Ahead of tomorrow’s 2015 Patient Solidarity Day, Leanne Wells, from the Consumers Health Forum of Australia, writes about why patient solidarity is not an outmoded ‘throwback’ in Australia, but central to very complex and contemporary debates on health care.
Leanne Wells writes:
Patient Solidarity Day occurs this Saturday, 5 December, an internationally recognised day to proclaim the principle of healthcare as a human right.
Most Australians would know that there are many parts of the world where health care, let alone the right to it, hardly exists, where many children and adults die of diseases routinely preventable or treatable in the developed world.

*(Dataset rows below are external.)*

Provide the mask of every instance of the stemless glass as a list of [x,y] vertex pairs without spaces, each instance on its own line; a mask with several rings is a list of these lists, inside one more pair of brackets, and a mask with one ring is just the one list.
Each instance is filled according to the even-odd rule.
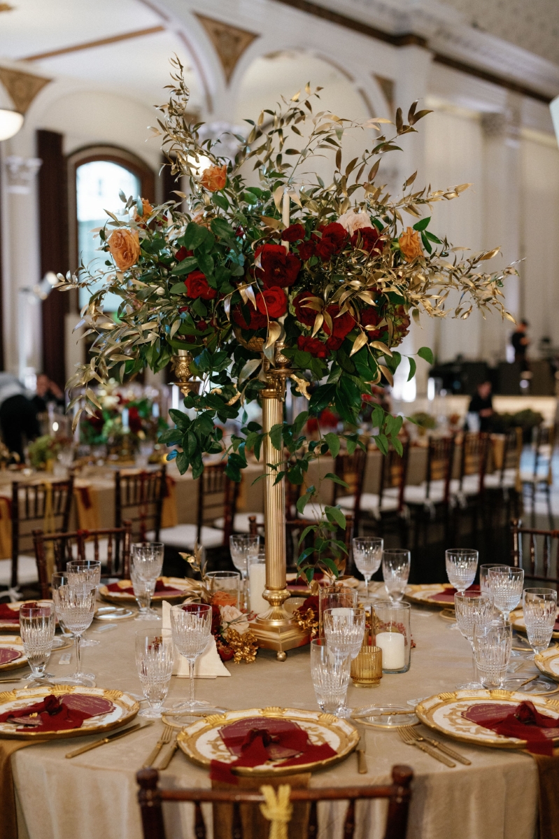
[[380,568],[384,544],[374,536],[356,536],[353,539],[353,562],[365,578],[367,597],[369,580]]
[[207,603],[185,603],[172,606],[170,610],[173,643],[180,654],[188,661],[191,674],[191,693],[187,702],[180,702],[177,708],[203,708],[207,702],[196,701],[194,698],[194,665],[199,655],[206,649],[212,633],[212,607]]
[[512,627],[506,621],[476,623],[473,628],[473,654],[483,687],[503,685],[512,649]]
[[530,646],[535,654],[543,653],[549,647],[557,617],[557,592],[552,588],[525,588],[522,609]]
[[346,704],[349,659],[340,662],[324,638],[311,642],[311,678],[319,708],[339,715]]
[[[64,577],[65,575],[53,574],[55,577]],[[81,670],[80,654],[80,642],[86,629],[91,625],[95,612],[96,589],[88,583],[72,583],[65,575],[66,581],[55,587],[53,583],[52,597],[55,602],[56,614],[61,618],[70,632],[74,635],[76,644],[76,672],[71,676],[65,676],[64,680],[68,684],[86,685],[95,686],[95,677],[91,673]]]
[[149,707],[140,717],[156,719],[166,709],[163,703],[169,692],[173,673],[175,648],[170,638],[153,633],[136,633],[136,666],[144,696]]
[[410,576],[410,551],[389,548],[383,552],[384,588],[390,600],[401,600]]
[[455,594],[454,608],[458,629],[472,645],[473,657],[473,680],[460,685],[459,690],[478,690],[483,685],[478,679],[476,659],[473,656],[473,628],[478,623],[485,626],[493,619],[493,598],[486,594]]
[[501,612],[504,621],[516,608],[522,597],[524,571],[521,568],[489,568],[489,585],[493,602]]
[[55,604],[39,601],[19,607],[19,633],[31,675],[27,680],[52,676],[46,672],[55,639]]
[[478,551],[470,548],[449,548],[445,551],[447,576],[458,594],[463,594],[476,578]]
[[[99,560],[72,560],[66,565],[66,573],[71,583],[89,583],[97,588],[101,583],[101,562]],[[100,644],[101,641],[92,638],[81,638],[82,647],[97,647]]]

To Australians though the notion of “patient solidarity” may sound like a throwback to outmoded socialist concepts. Who needs solidarity when you are a developed, advanced economy and have a universal health system like Medicre?
Yet there are many Australians who don’t or can’t get the care they need for cost or reasons of location. The Consumers Health Forum has done a significant amount of work on out-of-pocket expenses and the impact these have on access to care. We know from the official statistics that that 1 in 20 Australians delay or do not go to a GP because of cost. And many do not get prescriptions filled because of cost.
A report that CHF commissioned in 2014 found that the impact of high out of pocket costs is most profound for people who are most in need.
Most Australians would agree that the vulnerable in our communities especially those with complex and chronic conditions, should not be deterred from getting appropriate care because of the cost or other barriers to access.
So patient solidarity does live on in Australia. It may not be seen as patients marching shoulder to shoulder to storm the hospital, but the notion of equitable access to healthcare remains a fixture of the Australian way and of the community’s expectations of its healthcare system. It is demonstrated by the high rating consistently given to health by Australians in opinion polls.
But healthcare as a human right will seem a sick joke to some Australians, such as the 14 per cent of those with a long term health condition who are more likely than those without to report problems caused by a lack of communication between health professionals, or the many people who wait years for elective surgery, or those with mental illness who cannot afford appropriate psychiatric care because it’s only available in a private hospital.
The allocation of Government funding to health care is becoming an issue of increasing significance as expenditure continues to rise along with the availability of new treatments and the growth in chronic and complex conditions and ageing which pose fresh demands for coordinated care.
The current debate over how to reform the Medicare safety net and where that sits in relation to wider reforms such as the review of Medicare benefits items and primary care arrangements give an indication of the complexities involved in protecting people facing heavy medical bills. A key point of the safety net was to help those on low incomes afford expensive medical treatment. The reality has been that for a number of reasons, the safety net has overwhelmingly benefited those in better-off suburbs.
That’s but one example of the challenges in ensuring a well-meaning national scheme can deliver the hoped-for benefits in a local area.
Fortunately we are seeing developments which should deliver to consumers and patients more influence over the shape of their local health services. The Primary Health Networks which are now responsible for commissioning local health services are expected to have greater consumer input, providing a real focal point for local influence over health care. The new plans announced for mental health services foresee them as part of the Primary Health Networks.
Notions of ‘patient-centred health care homes’ are also gaining traction, canvassed most recently in a discussion paper produced by Health Minister Ley’s Primary Health Care Advisory Group. That Australians, particularly those with complex and chronic conditions, could have access to a single health care destination, itself supported with the right workforce and funding mix to coordinate all their care, is an attractive proposition indeed.
In the developed world, the health consumer is taking a more active role as the evidence builds that patient-centred care delivers better outcomes for patient and the system.
Some doctors are even learning to accept the new rubric: “The patient will see you now.”
That’s patient solidarity 2015 style.